DÉCLARATIONS DE SÉNATEURS — Les préposés aux services de soutien à la personne
9 décembre 2025
Honorables sénateurs, j’ai récemment rencontré des membres du Congrès du travail du Canada pour discuter des principaux enjeux rencontrés par les travailleurs partout au pays.
Janice Pitt, préposée aux services de soutien à la personne et membre du syndicat, m’a parlé des défis que vivent les préposés aux services de soutien à la personne qui s’occupent de clients vulnérables à domicile. L’excellent travail de Mme Pitt, de même que sa compassion et son dévouement, allègent le fardeau de nombreux citoyens vulnérables. Mme Pitt et ses collègues préposés aux services de soutien à la personne méritent donc également notre soutien.
Les préposés aux services de soutien à la personne jouent un rôle précieux et central dans les soins à domicile, les soins communautaires et les milieux de soins de longue durée. Ils aident les clients à accomplir leurs activités quotidiennes essentielles, ils leur offrent un soutien émotionnel et ils veillent au confort et à la sécurité des personnes atteintes de maladies chroniques, de handicaps et de troubles liés à l’âge.
Il existe une pénurie généralisée de préposés aux services de soutien à la personne dans pratiquement tous les milieux de soins, ce qui exerce une pression énorme sur ceux qui restent et qui compromet la qualité des soins, en particulier dans les régions rurales et éloignées.

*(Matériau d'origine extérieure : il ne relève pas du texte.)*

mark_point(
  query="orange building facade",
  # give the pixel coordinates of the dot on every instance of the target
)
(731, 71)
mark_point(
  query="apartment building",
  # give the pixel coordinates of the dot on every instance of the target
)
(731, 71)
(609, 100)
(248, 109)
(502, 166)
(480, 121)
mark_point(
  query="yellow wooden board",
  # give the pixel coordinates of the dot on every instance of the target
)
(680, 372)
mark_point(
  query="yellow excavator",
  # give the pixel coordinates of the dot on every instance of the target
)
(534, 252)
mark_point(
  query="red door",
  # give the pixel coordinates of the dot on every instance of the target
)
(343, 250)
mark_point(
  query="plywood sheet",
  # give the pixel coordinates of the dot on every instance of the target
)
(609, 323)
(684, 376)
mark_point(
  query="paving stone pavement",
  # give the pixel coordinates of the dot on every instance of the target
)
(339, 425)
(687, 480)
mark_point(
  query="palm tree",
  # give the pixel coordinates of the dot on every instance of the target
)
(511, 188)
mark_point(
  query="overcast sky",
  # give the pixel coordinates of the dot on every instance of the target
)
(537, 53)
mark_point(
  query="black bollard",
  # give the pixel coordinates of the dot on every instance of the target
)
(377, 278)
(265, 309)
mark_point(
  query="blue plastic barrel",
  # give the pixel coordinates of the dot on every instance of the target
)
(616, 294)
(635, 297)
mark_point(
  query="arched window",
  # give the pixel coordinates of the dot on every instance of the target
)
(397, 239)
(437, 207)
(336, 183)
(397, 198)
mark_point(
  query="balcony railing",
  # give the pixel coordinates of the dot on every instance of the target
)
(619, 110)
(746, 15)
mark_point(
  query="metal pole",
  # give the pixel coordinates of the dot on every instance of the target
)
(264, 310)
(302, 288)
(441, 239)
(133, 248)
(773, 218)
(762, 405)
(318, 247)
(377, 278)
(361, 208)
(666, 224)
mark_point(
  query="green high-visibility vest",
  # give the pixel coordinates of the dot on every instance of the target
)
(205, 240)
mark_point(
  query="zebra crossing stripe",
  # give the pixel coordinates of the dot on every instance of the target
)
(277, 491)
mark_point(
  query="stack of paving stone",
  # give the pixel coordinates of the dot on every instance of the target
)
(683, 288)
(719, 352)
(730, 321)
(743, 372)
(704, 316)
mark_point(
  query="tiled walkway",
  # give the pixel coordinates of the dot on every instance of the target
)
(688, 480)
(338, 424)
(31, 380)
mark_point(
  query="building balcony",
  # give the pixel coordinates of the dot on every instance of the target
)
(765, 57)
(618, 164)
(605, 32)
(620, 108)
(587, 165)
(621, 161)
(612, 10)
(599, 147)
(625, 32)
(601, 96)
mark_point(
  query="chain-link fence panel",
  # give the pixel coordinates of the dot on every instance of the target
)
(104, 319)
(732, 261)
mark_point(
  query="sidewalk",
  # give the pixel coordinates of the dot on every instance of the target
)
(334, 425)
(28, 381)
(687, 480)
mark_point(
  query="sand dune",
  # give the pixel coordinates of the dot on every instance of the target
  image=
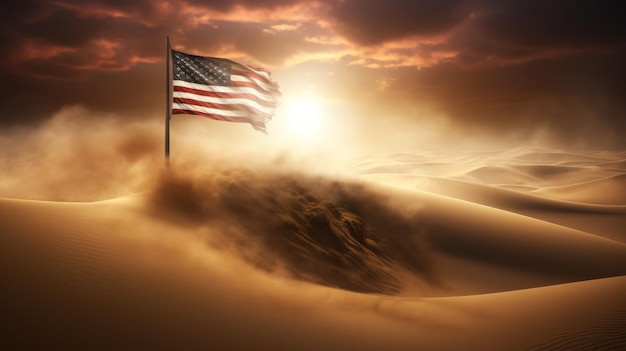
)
(518, 249)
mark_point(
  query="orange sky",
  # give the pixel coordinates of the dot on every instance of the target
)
(406, 73)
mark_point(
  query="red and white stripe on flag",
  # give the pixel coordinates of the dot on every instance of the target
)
(248, 95)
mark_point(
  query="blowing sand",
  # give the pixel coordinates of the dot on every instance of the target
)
(520, 249)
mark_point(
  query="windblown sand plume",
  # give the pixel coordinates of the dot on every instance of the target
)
(521, 249)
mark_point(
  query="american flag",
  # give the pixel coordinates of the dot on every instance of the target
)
(223, 90)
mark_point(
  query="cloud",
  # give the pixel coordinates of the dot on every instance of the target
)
(372, 22)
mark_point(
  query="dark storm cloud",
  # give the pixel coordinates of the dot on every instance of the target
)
(503, 66)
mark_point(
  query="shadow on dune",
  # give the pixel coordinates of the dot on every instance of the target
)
(339, 234)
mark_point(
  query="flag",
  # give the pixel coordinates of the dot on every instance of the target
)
(223, 90)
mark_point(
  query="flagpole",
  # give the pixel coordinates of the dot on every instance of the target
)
(167, 101)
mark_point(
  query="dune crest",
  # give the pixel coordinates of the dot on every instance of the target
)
(482, 251)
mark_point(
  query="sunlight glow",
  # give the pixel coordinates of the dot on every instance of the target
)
(304, 117)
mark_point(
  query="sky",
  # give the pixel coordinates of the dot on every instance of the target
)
(363, 74)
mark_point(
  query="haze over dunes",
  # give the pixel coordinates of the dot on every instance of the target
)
(438, 175)
(512, 249)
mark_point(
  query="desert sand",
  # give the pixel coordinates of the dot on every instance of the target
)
(518, 249)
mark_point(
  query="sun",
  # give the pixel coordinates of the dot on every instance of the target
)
(304, 116)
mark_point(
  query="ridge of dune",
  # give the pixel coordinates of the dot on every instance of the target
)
(109, 274)
(610, 190)
(409, 251)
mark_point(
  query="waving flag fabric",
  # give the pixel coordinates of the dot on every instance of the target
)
(223, 90)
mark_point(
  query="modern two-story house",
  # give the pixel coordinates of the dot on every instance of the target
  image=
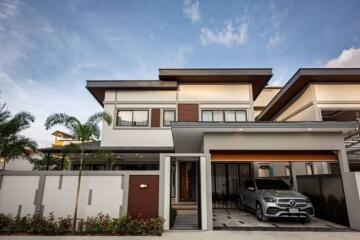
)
(205, 134)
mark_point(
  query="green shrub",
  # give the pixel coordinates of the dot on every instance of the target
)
(35, 224)
(120, 225)
(96, 225)
(64, 225)
(154, 225)
(101, 224)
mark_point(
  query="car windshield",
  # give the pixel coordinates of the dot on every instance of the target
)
(271, 184)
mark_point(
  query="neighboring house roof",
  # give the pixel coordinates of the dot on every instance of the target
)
(95, 146)
(258, 77)
(300, 80)
(58, 133)
(98, 87)
(169, 78)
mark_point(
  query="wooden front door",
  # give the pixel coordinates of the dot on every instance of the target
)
(187, 181)
(143, 198)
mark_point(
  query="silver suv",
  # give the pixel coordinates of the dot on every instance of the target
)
(274, 198)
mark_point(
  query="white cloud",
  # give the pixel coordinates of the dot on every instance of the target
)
(191, 10)
(275, 40)
(41, 101)
(8, 8)
(348, 58)
(228, 36)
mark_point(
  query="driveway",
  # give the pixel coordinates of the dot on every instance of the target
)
(213, 235)
(238, 219)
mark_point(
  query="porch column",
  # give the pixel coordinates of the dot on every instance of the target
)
(204, 182)
(293, 174)
(351, 186)
(48, 162)
(177, 185)
(164, 190)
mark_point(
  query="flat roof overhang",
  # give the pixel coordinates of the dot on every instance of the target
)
(258, 77)
(98, 87)
(300, 80)
(58, 150)
(188, 136)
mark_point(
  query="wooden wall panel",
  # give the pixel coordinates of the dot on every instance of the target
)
(155, 117)
(188, 112)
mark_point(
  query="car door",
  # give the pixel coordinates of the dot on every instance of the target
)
(246, 193)
(252, 195)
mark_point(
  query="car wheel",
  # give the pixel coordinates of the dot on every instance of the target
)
(259, 212)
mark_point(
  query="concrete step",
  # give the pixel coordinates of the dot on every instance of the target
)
(185, 222)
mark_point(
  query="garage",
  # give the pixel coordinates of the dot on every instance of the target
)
(309, 157)
(303, 190)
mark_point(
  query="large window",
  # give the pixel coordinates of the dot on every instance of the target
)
(168, 117)
(132, 118)
(223, 115)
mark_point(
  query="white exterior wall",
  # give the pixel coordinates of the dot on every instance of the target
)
(16, 191)
(302, 109)
(19, 164)
(322, 96)
(264, 98)
(337, 96)
(209, 96)
(55, 191)
(107, 195)
(214, 93)
(137, 136)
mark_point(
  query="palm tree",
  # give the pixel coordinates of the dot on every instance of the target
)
(12, 144)
(83, 132)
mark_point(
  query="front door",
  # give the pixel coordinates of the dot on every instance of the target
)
(143, 198)
(187, 181)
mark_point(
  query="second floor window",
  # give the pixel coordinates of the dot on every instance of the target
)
(168, 117)
(132, 118)
(223, 116)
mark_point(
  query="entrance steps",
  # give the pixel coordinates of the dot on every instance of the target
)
(186, 222)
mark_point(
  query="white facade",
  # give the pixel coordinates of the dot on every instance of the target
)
(207, 96)
(309, 103)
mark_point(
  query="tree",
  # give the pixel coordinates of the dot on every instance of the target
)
(48, 162)
(12, 143)
(83, 132)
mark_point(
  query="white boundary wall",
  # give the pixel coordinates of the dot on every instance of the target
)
(24, 193)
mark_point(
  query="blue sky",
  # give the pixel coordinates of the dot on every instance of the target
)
(50, 48)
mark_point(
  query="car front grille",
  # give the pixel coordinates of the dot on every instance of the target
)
(271, 210)
(309, 211)
(286, 200)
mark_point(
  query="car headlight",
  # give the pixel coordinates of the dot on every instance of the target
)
(269, 199)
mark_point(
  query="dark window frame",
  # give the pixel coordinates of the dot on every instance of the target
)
(163, 117)
(132, 118)
(223, 112)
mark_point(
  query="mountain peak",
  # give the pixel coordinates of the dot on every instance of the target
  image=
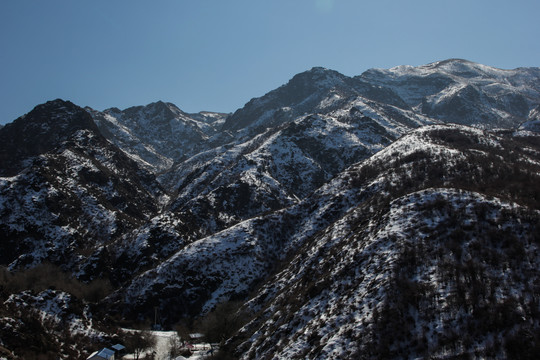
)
(41, 130)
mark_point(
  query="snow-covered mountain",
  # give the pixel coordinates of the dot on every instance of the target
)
(159, 134)
(342, 212)
(69, 191)
(463, 92)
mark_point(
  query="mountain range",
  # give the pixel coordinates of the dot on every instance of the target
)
(394, 214)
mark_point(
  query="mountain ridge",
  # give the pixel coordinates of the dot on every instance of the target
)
(343, 217)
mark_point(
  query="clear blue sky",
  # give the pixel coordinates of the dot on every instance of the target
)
(217, 54)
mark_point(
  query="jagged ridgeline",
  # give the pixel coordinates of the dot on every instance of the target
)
(393, 214)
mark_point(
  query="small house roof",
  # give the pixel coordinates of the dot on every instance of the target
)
(118, 347)
(104, 353)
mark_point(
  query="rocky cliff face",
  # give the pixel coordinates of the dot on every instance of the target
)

Les écarts salariaux entre les secteurs, en particulier entre celui des soins à domicile et communautaires et celui des soins en établissement, aggravent la situation. De nombreux préposés aux services de soutien à la personne travaillent à temps partiel dans le cadre de contrats temporaires et ils ont des horaires imprévisibles, ce qui les prive d’un revenu stable. Les rendez-vous de soins à domicile peuvent être annulés à la dernière minute, ce qui prive les travailleurs de leur salaire et oblige bon nombre d’entre eux à cumuler plusieurs emplois ou à chercher du travail ailleurs.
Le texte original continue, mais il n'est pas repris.